Discussion:
[dm-devel] [PATCH 3/3] block: use a driver-specific handler for the "inflight" value
Mikulas Patocka
2018-11-16 00:04:19 UTC
Permalink
Device mapper was converted to percpu inflight counters. In order to
display the correct values in the "inflight" sysfs file and in
/proc/diskstats, we need a custom callback that sums the percpu counters.

The function part_round_stats calculates the number of in-flight I/Os
every jiffy and uses this to calculate the counters time_in_queue and
io_ticks. In order to avoid excessive memory traffic on systems with high
number of CPUs, this functionality is disabled when percpu inflight values
are used and the values time_in_queue and io_ticks are calculated
differently - the result is less precise.

We add the duration of an I/O to time_in_queue when the I/O finishes (the
value is almost the same as previously, except for the time of in-flight
I/Os).

If an I/O starts or finishes and the "jiffies" value has changed, we add
one to io_ticks. If the I/Os take less than a jiffy, the value is as exact
as the previous value.
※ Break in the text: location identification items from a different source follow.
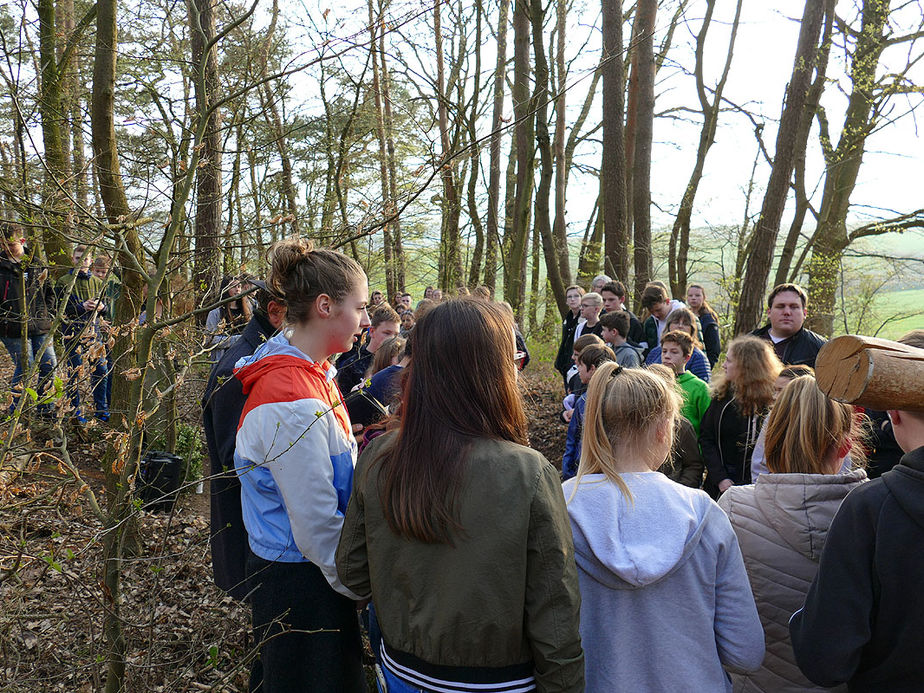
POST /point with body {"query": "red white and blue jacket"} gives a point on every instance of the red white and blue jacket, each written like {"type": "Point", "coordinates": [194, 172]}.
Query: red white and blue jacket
{"type": "Point", "coordinates": [294, 455]}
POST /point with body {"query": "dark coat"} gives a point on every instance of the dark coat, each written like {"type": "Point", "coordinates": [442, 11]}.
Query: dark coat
{"type": "Point", "coordinates": [861, 623]}
{"type": "Point", "coordinates": [801, 349]}
{"type": "Point", "coordinates": [727, 439]}
{"type": "Point", "coordinates": [222, 405]}
{"type": "Point", "coordinates": [565, 349]}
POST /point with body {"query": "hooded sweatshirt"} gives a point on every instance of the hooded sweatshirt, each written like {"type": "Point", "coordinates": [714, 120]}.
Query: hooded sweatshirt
{"type": "Point", "coordinates": [665, 600]}
{"type": "Point", "coordinates": [294, 455]}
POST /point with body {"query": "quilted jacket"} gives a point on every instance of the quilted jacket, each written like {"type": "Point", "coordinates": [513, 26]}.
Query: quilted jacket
{"type": "Point", "coordinates": [782, 522]}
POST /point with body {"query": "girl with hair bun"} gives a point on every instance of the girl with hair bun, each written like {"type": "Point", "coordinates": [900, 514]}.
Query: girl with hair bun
{"type": "Point", "coordinates": [782, 520]}
{"type": "Point", "coordinates": [295, 454]}
{"type": "Point", "coordinates": [460, 530]}
{"type": "Point", "coordinates": [665, 602]}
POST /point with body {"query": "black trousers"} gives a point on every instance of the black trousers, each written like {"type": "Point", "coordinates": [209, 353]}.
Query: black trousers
{"type": "Point", "coordinates": [308, 633]}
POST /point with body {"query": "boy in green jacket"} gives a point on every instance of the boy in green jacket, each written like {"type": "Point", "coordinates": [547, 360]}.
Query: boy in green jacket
{"type": "Point", "coordinates": [676, 350]}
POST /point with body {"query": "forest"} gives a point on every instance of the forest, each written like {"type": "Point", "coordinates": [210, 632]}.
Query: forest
{"type": "Point", "coordinates": [516, 144]}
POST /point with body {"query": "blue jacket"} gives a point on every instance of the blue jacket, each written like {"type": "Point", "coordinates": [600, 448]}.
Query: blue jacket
{"type": "Point", "coordinates": [698, 365]}
{"type": "Point", "coordinates": [572, 456]}
{"type": "Point", "coordinates": [294, 455]}
{"type": "Point", "coordinates": [222, 405]}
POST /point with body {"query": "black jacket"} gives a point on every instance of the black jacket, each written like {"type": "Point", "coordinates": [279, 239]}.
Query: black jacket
{"type": "Point", "coordinates": [23, 291]}
{"type": "Point", "coordinates": [802, 348]}
{"type": "Point", "coordinates": [222, 405]}
{"type": "Point", "coordinates": [727, 439]}
{"type": "Point", "coordinates": [863, 615]}
{"type": "Point", "coordinates": [566, 348]}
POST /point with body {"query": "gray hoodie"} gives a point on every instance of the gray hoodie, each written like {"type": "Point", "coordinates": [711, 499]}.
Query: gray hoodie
{"type": "Point", "coordinates": [665, 600]}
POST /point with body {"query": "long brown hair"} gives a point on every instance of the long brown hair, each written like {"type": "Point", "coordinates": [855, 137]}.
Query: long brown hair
{"type": "Point", "coordinates": [460, 386]}
{"type": "Point", "coordinates": [758, 368]}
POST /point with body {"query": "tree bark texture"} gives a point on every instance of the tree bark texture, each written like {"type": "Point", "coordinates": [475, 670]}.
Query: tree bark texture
{"type": "Point", "coordinates": [843, 167]}
{"type": "Point", "coordinates": [641, 166]}
{"type": "Point", "coordinates": [207, 259]}
{"type": "Point", "coordinates": [613, 167]}
{"type": "Point", "coordinates": [760, 258]}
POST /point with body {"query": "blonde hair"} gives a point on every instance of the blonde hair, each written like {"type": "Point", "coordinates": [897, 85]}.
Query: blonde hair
{"type": "Point", "coordinates": [385, 354]}
{"type": "Point", "coordinates": [625, 408]}
{"type": "Point", "coordinates": [805, 426]}
{"type": "Point", "coordinates": [758, 368]}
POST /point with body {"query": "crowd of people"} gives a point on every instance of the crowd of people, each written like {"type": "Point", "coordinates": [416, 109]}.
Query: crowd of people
{"type": "Point", "coordinates": [717, 523]}
{"type": "Point", "coordinates": [479, 565]}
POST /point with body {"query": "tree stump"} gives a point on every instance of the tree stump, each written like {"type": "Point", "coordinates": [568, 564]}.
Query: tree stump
{"type": "Point", "coordinates": [871, 372]}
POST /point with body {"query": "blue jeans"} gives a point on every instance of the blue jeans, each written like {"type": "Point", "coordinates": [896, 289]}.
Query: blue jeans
{"type": "Point", "coordinates": [396, 685]}
{"type": "Point", "coordinates": [46, 366]}
{"type": "Point", "coordinates": [99, 371]}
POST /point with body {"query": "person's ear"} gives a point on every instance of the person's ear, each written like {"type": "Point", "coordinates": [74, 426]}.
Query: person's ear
{"type": "Point", "coordinates": [324, 305]}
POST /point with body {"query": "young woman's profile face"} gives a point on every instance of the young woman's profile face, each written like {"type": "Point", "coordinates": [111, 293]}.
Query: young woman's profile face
{"type": "Point", "coordinates": [348, 319]}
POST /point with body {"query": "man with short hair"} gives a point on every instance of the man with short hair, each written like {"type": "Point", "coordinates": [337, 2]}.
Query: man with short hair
{"type": "Point", "coordinates": [787, 307]}
{"type": "Point", "coordinates": [385, 324]}
{"type": "Point", "coordinates": [614, 298]}
{"type": "Point", "coordinates": [80, 337]}
{"type": "Point", "coordinates": [26, 296]}
{"type": "Point", "coordinates": [863, 615]}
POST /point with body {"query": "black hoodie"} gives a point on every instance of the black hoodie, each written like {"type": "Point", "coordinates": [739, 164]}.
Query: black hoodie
{"type": "Point", "coordinates": [863, 619]}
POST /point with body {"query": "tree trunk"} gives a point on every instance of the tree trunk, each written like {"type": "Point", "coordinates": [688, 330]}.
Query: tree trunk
{"type": "Point", "coordinates": [841, 172]}
{"type": "Point", "coordinates": [392, 207]}
{"type": "Point", "coordinates": [207, 259]}
{"type": "Point", "coordinates": [390, 285]}
{"type": "Point", "coordinates": [679, 247]}
{"type": "Point", "coordinates": [812, 103]}
{"type": "Point", "coordinates": [641, 165]}
{"type": "Point", "coordinates": [760, 258]}
{"type": "Point", "coordinates": [516, 246]}
{"type": "Point", "coordinates": [55, 204]}
{"type": "Point", "coordinates": [451, 265]}
{"type": "Point", "coordinates": [613, 166]}
{"type": "Point", "coordinates": [493, 234]}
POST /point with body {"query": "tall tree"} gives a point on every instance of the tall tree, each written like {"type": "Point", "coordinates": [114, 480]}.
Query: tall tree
{"type": "Point", "coordinates": [679, 246]}
{"type": "Point", "coordinates": [763, 239]}
{"type": "Point", "coordinates": [646, 13]}
{"type": "Point", "coordinates": [517, 246]}
{"type": "Point", "coordinates": [613, 167]}
{"type": "Point", "coordinates": [543, 224]}
{"type": "Point", "coordinates": [492, 226]}
{"type": "Point", "coordinates": [207, 262]}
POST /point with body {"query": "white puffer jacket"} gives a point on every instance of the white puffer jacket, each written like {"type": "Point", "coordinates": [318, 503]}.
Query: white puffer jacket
{"type": "Point", "coordinates": [782, 521]}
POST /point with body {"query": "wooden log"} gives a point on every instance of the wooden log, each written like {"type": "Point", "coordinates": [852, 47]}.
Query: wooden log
{"type": "Point", "coordinates": [871, 372]}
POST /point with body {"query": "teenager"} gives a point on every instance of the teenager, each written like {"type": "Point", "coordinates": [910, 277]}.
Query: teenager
{"type": "Point", "coordinates": [683, 319]}
{"type": "Point", "coordinates": [294, 455]}
{"type": "Point", "coordinates": [226, 322]}
{"type": "Point", "coordinates": [615, 332]}
{"type": "Point", "coordinates": [587, 362]}
{"type": "Point", "coordinates": [787, 308]}
{"type": "Point", "coordinates": [783, 519]}
{"type": "Point", "coordinates": [80, 291]}
{"type": "Point", "coordinates": [665, 602]}
{"type": "Point", "coordinates": [685, 465]}
{"type": "Point", "coordinates": [563, 360]}
{"type": "Point", "coordinates": [614, 298]}
{"type": "Point", "coordinates": [458, 530]}
{"type": "Point", "coordinates": [676, 351]}
{"type": "Point", "coordinates": [740, 402]}
{"type": "Point", "coordinates": [385, 324]}
{"type": "Point", "coordinates": [861, 623]}
{"type": "Point", "coordinates": [591, 305]}
{"type": "Point", "coordinates": [708, 320]}
{"type": "Point", "coordinates": [26, 300]}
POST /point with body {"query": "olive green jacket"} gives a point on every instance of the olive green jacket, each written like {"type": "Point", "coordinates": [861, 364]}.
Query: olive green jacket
{"type": "Point", "coordinates": [506, 594]}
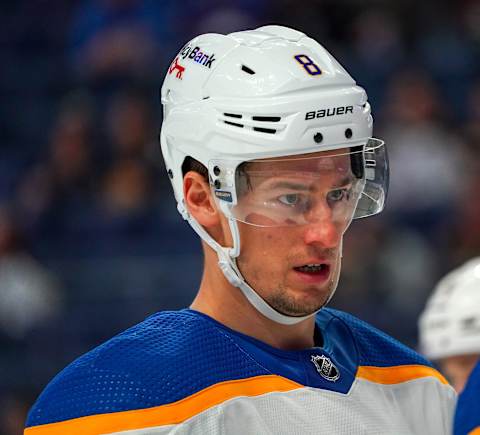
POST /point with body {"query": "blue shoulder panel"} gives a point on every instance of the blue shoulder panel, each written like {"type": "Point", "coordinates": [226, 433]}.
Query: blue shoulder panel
{"type": "Point", "coordinates": [375, 348]}
{"type": "Point", "coordinates": [169, 356]}
{"type": "Point", "coordinates": [467, 416]}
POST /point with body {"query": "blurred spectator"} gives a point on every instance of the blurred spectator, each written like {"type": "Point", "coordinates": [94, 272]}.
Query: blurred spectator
{"type": "Point", "coordinates": [377, 52]}
{"type": "Point", "coordinates": [65, 177]}
{"type": "Point", "coordinates": [426, 157]}
{"type": "Point", "coordinates": [130, 128]}
{"type": "Point", "coordinates": [112, 38]}
{"type": "Point", "coordinates": [29, 295]}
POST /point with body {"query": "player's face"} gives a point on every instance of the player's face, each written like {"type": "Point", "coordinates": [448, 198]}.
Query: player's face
{"type": "Point", "coordinates": [295, 267]}
{"type": "Point", "coordinates": [457, 369]}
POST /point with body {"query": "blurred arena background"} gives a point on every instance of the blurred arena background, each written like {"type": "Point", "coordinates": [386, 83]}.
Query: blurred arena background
{"type": "Point", "coordinates": [90, 240]}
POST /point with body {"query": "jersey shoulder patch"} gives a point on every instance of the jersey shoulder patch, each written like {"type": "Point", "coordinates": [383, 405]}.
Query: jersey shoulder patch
{"type": "Point", "coordinates": [167, 357]}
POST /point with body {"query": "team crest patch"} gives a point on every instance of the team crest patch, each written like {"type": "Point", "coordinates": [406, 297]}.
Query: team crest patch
{"type": "Point", "coordinates": [325, 367]}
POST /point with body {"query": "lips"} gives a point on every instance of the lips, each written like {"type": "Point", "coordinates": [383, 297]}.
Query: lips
{"type": "Point", "coordinates": [313, 272]}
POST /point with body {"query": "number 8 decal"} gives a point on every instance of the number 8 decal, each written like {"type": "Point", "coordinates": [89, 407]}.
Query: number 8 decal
{"type": "Point", "coordinates": [308, 64]}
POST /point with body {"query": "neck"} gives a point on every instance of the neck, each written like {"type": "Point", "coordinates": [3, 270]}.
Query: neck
{"type": "Point", "coordinates": [225, 303]}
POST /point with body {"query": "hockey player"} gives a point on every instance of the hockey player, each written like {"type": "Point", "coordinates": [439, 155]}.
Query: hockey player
{"type": "Point", "coordinates": [268, 144]}
{"type": "Point", "coordinates": [450, 324]}
{"type": "Point", "coordinates": [467, 416]}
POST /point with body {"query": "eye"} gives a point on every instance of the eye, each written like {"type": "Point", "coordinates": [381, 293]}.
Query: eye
{"type": "Point", "coordinates": [289, 199]}
{"type": "Point", "coordinates": [338, 195]}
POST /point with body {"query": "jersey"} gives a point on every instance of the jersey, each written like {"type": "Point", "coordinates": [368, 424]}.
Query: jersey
{"type": "Point", "coordinates": [183, 372]}
{"type": "Point", "coordinates": [467, 416]}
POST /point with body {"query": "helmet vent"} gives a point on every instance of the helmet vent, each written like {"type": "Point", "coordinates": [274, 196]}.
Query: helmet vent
{"type": "Point", "coordinates": [265, 130]}
{"type": "Point", "coordinates": [266, 118]}
{"type": "Point", "coordinates": [233, 123]}
{"type": "Point", "coordinates": [247, 70]}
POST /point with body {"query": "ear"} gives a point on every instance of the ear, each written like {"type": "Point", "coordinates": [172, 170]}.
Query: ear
{"type": "Point", "coordinates": [199, 200]}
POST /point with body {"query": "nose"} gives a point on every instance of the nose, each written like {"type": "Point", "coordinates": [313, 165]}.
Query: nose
{"type": "Point", "coordinates": [322, 229]}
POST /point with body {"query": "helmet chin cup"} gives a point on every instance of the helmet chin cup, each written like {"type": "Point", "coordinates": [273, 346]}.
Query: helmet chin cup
{"type": "Point", "coordinates": [229, 273]}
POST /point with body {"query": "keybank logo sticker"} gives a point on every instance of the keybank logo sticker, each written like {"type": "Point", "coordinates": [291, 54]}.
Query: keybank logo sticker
{"type": "Point", "coordinates": [175, 66]}
{"type": "Point", "coordinates": [198, 55]}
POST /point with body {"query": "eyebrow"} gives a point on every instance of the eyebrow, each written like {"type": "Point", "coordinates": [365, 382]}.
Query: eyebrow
{"type": "Point", "coordinates": [303, 187]}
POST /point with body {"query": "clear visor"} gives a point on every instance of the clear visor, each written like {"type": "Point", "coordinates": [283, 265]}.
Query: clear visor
{"type": "Point", "coordinates": [336, 185]}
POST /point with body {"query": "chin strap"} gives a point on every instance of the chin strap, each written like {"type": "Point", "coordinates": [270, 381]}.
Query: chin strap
{"type": "Point", "coordinates": [228, 265]}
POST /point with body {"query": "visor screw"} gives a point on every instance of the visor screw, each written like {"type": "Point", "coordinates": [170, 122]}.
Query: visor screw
{"type": "Point", "coordinates": [318, 137]}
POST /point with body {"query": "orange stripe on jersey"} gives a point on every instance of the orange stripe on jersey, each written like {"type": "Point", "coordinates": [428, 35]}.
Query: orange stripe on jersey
{"type": "Point", "coordinates": [398, 374]}
{"type": "Point", "coordinates": [172, 413]}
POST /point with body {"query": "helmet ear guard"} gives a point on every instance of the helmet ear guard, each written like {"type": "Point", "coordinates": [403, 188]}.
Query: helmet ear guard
{"type": "Point", "coordinates": [225, 105]}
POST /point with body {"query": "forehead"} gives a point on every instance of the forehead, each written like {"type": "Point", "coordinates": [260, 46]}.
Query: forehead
{"type": "Point", "coordinates": [321, 162]}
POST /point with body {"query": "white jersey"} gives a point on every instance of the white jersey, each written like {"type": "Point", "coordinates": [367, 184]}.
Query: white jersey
{"type": "Point", "coordinates": [184, 373]}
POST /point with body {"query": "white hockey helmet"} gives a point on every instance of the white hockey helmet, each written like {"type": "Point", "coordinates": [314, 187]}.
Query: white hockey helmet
{"type": "Point", "coordinates": [450, 323]}
{"type": "Point", "coordinates": [260, 94]}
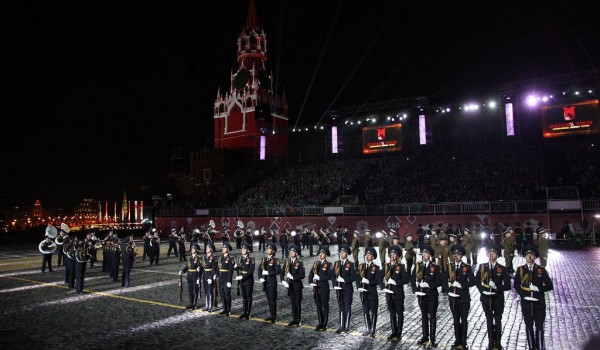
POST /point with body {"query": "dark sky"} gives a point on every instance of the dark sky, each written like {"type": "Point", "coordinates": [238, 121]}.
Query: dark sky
{"type": "Point", "coordinates": [85, 81]}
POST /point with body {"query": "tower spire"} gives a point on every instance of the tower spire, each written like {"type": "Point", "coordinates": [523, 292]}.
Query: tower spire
{"type": "Point", "coordinates": [251, 17]}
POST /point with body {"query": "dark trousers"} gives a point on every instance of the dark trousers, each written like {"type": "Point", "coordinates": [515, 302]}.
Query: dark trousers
{"type": "Point", "coordinates": [460, 312]}
{"type": "Point", "coordinates": [493, 315]}
{"type": "Point", "coordinates": [79, 276]}
{"type": "Point", "coordinates": [47, 261]}
{"type": "Point", "coordinates": [370, 308]}
{"type": "Point", "coordinates": [396, 308]}
{"type": "Point", "coordinates": [428, 317]}
{"type": "Point", "coordinates": [531, 316]}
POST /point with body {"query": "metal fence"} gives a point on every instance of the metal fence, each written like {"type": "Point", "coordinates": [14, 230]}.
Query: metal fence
{"type": "Point", "coordinates": [454, 208]}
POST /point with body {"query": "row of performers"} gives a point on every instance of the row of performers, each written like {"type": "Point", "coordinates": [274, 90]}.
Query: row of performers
{"type": "Point", "coordinates": [217, 273]}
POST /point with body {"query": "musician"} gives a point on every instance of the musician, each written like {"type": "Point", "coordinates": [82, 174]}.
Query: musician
{"type": "Point", "coordinates": [262, 239]}
{"type": "Point", "coordinates": [370, 276]}
{"type": "Point", "coordinates": [457, 279]}
{"type": "Point", "coordinates": [47, 246]}
{"type": "Point", "coordinates": [238, 233]}
{"type": "Point", "coordinates": [355, 248]}
{"type": "Point", "coordinates": [69, 248]}
{"type": "Point", "coordinates": [384, 245]}
{"type": "Point", "coordinates": [320, 274]}
{"type": "Point", "coordinates": [492, 280]}
{"type": "Point", "coordinates": [172, 242]}
{"type": "Point", "coordinates": [128, 255]}
{"type": "Point", "coordinates": [395, 276]}
{"type": "Point", "coordinates": [292, 274]}
{"type": "Point", "coordinates": [410, 254]}
{"type": "Point", "coordinates": [192, 267]}
{"type": "Point", "coordinates": [425, 279]}
{"type": "Point", "coordinates": [147, 239]}
{"type": "Point", "coordinates": [283, 243]}
{"type": "Point", "coordinates": [225, 277]}
{"type": "Point", "coordinates": [268, 272]}
{"type": "Point", "coordinates": [60, 240]}
{"type": "Point", "coordinates": [531, 282]}
{"type": "Point", "coordinates": [509, 250]}
{"type": "Point", "coordinates": [249, 239]}
{"type": "Point", "coordinates": [81, 258]}
{"type": "Point", "coordinates": [245, 267]}
{"type": "Point", "coordinates": [345, 273]}
{"type": "Point", "coordinates": [155, 248]}
{"type": "Point", "coordinates": [209, 271]}
{"type": "Point", "coordinates": [181, 242]}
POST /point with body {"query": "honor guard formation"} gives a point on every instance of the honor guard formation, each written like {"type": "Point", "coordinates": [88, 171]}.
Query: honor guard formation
{"type": "Point", "coordinates": [440, 266]}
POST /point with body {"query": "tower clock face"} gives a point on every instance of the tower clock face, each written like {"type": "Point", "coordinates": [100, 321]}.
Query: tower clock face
{"type": "Point", "coordinates": [264, 81]}
{"type": "Point", "coordinates": [241, 79]}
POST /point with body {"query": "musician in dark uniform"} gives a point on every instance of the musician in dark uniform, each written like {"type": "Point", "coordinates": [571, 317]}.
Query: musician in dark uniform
{"type": "Point", "coordinates": [410, 252]}
{"type": "Point", "coordinates": [81, 258]}
{"type": "Point", "coordinates": [457, 279]}
{"type": "Point", "coordinates": [245, 269]}
{"type": "Point", "coordinates": [370, 275]}
{"type": "Point", "coordinates": [531, 282]}
{"type": "Point", "coordinates": [492, 280]}
{"type": "Point", "coordinates": [225, 277]}
{"type": "Point", "coordinates": [192, 267]}
{"type": "Point", "coordinates": [395, 276]}
{"type": "Point", "coordinates": [345, 274]}
{"type": "Point", "coordinates": [128, 255]}
{"type": "Point", "coordinates": [268, 271]}
{"type": "Point", "coordinates": [292, 275]}
{"type": "Point", "coordinates": [209, 266]}
{"type": "Point", "coordinates": [320, 275]}
{"type": "Point", "coordinates": [283, 243]}
{"type": "Point", "coordinates": [172, 242]}
{"type": "Point", "coordinates": [425, 278]}
{"type": "Point", "coordinates": [47, 246]}
{"type": "Point", "coordinates": [181, 242]}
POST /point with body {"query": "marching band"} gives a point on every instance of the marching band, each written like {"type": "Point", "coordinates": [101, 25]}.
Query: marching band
{"type": "Point", "coordinates": [445, 266]}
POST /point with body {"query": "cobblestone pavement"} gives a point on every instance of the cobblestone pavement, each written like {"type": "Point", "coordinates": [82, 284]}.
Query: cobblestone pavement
{"type": "Point", "coordinates": [38, 311]}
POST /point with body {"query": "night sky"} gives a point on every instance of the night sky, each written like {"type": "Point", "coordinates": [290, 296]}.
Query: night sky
{"type": "Point", "coordinates": [85, 81]}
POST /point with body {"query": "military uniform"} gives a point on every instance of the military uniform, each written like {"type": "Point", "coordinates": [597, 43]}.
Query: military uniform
{"type": "Point", "coordinates": [531, 281]}
{"type": "Point", "coordinates": [457, 279]}
{"type": "Point", "coordinates": [492, 296]}
{"type": "Point", "coordinates": [370, 276]}
{"type": "Point", "coordinates": [396, 276]}
{"type": "Point", "coordinates": [245, 278]}
{"type": "Point", "coordinates": [225, 277]}
{"type": "Point", "coordinates": [268, 272]}
{"type": "Point", "coordinates": [209, 269]}
{"type": "Point", "coordinates": [345, 273]}
{"type": "Point", "coordinates": [293, 273]}
{"type": "Point", "coordinates": [192, 267]}
{"type": "Point", "coordinates": [426, 278]}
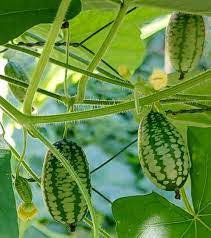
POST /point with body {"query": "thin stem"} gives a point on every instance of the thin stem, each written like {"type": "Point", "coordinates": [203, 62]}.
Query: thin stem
{"type": "Point", "coordinates": [23, 152]}
{"type": "Point", "coordinates": [121, 107]}
{"type": "Point", "coordinates": [74, 56]}
{"type": "Point", "coordinates": [184, 111]}
{"type": "Point", "coordinates": [106, 63]}
{"type": "Point", "coordinates": [101, 195]}
{"type": "Point", "coordinates": [102, 50]}
{"type": "Point", "coordinates": [186, 201]}
{"type": "Point", "coordinates": [66, 79]}
{"type": "Point", "coordinates": [11, 110]}
{"type": "Point", "coordinates": [102, 232]}
{"type": "Point", "coordinates": [72, 172]}
{"type": "Point", "coordinates": [39, 90]}
{"type": "Point", "coordinates": [75, 69]}
{"type": "Point", "coordinates": [25, 165]}
{"type": "Point", "coordinates": [179, 98]}
{"type": "Point", "coordinates": [45, 56]}
{"type": "Point", "coordinates": [113, 157]}
{"type": "Point", "coordinates": [103, 28]}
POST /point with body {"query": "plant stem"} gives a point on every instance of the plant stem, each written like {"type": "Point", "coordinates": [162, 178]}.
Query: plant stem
{"type": "Point", "coordinates": [25, 85]}
{"type": "Point", "coordinates": [75, 69]}
{"type": "Point", "coordinates": [186, 201]}
{"type": "Point", "coordinates": [121, 107]}
{"type": "Point", "coordinates": [97, 58]}
{"type": "Point", "coordinates": [25, 165]}
{"type": "Point", "coordinates": [72, 172]}
{"type": "Point", "coordinates": [103, 232]}
{"type": "Point", "coordinates": [74, 56]}
{"type": "Point", "coordinates": [45, 55]}
{"type": "Point", "coordinates": [11, 110]}
{"type": "Point", "coordinates": [24, 151]}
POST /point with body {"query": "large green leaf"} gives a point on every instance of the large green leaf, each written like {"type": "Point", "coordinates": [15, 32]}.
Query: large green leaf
{"type": "Point", "coordinates": [18, 16]}
{"type": "Point", "coordinates": [199, 148]}
{"type": "Point", "coordinates": [8, 216]}
{"type": "Point", "coordinates": [153, 216]}
{"type": "Point", "coordinates": [127, 48]}
{"type": "Point", "coordinates": [194, 6]}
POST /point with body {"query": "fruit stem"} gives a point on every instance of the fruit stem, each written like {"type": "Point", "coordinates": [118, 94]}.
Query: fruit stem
{"type": "Point", "coordinates": [186, 201]}
{"type": "Point", "coordinates": [45, 56]}
{"type": "Point", "coordinates": [104, 47]}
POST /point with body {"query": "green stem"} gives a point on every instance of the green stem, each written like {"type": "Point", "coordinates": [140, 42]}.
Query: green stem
{"type": "Point", "coordinates": [25, 165]}
{"type": "Point", "coordinates": [12, 111]}
{"type": "Point", "coordinates": [97, 58]}
{"type": "Point", "coordinates": [178, 98]}
{"type": "Point", "coordinates": [121, 107]}
{"type": "Point", "coordinates": [24, 151]}
{"type": "Point", "coordinates": [74, 68]}
{"type": "Point", "coordinates": [186, 201]}
{"type": "Point", "coordinates": [72, 172]}
{"type": "Point", "coordinates": [76, 57]}
{"type": "Point", "coordinates": [45, 56]}
{"type": "Point", "coordinates": [102, 232]}
{"type": "Point", "coordinates": [66, 80]}
{"type": "Point", "coordinates": [25, 85]}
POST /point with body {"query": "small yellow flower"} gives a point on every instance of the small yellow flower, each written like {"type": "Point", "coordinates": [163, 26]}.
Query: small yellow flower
{"type": "Point", "coordinates": [26, 211]}
{"type": "Point", "coordinates": [158, 79]}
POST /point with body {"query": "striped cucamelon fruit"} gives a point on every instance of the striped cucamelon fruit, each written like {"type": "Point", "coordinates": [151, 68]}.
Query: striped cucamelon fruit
{"type": "Point", "coordinates": [185, 37]}
{"type": "Point", "coordinates": [162, 152]}
{"type": "Point", "coordinates": [62, 195]}
{"type": "Point", "coordinates": [14, 70]}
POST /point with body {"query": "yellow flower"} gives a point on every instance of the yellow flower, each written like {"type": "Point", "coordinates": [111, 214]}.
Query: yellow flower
{"type": "Point", "coordinates": [26, 211]}
{"type": "Point", "coordinates": [158, 79]}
If the I/Os take more than a jiffy, the value may
lag behind the previous value.

Signed-off-by: Mikulas Patocka <***@redhat.com>

---
block/blk-core.c | 7 ++++++-
block/blk-settings.c | 6 ++++++
block/genhd.c | 12 ++++++++++++
drivers/md/dm.c | 37 +++++++++++++++++++++++++++++++++++--
include/linux/blkdev.h | 3 +++
5 files changed, 62 insertions(+), 3 deletions(-)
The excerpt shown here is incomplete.